Congress has tried for several years to draft major banking legislation, but has hit snags.
Garn warned the committee that the best way to help the troubled savings and loan institutions would be to "forget all the special interests. To be blunt about it, tell them all to go to hell today and pass a clean FSLIC bill."
However, on a 12-6 vote, the committee rejected Garn's attempt to strip the other provisions from the legislation.
Under the bill, only half of the $7.5 billion for the insurance fund could be spent in the first year.
One of the most controversial sections of the bill deals with the "non-bank banks," which are hybrid financial institutions that exist because of a loophole in the current banking law.
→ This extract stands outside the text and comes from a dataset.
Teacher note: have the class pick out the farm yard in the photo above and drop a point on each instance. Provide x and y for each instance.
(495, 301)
Because they offer either checking services or loans, but not both, the institutions do not fit the legal definition of a bank and therefore do not fall under banking regulations. As a result, they are viewed as a threat to regular banks.
Under the bill, those institutions would be restricted, but those in existence before March 5 of this year could continue.
Several senators agreed with Garn that tying the FSLIC money to the other issues would hurt overall chances for the bill. The House has begun considering some of the same matters, but has taken different approaches and has kept them as separate bills.
Also, under an amendment added to the Senate bill, the salaries paid to federal financial regulators would not fall under Gramm-Rudman budget cuts. Sponsors argued that that was fair because the money came from targeted funds and not from general taxpayer dollars.
However, critics argued that it was another reason the bill would face trouble.
"If we adopt this amendment on this bill, this bill is going to fall like a rock," said Sen. Christopher Dodd (D-Conn.)
Earlier in the day, Treasury Secretary James A. Baker III urged Congress in its rewrite of banking laws to focus on consumer needs rather than pleas by special interests to reduce competition.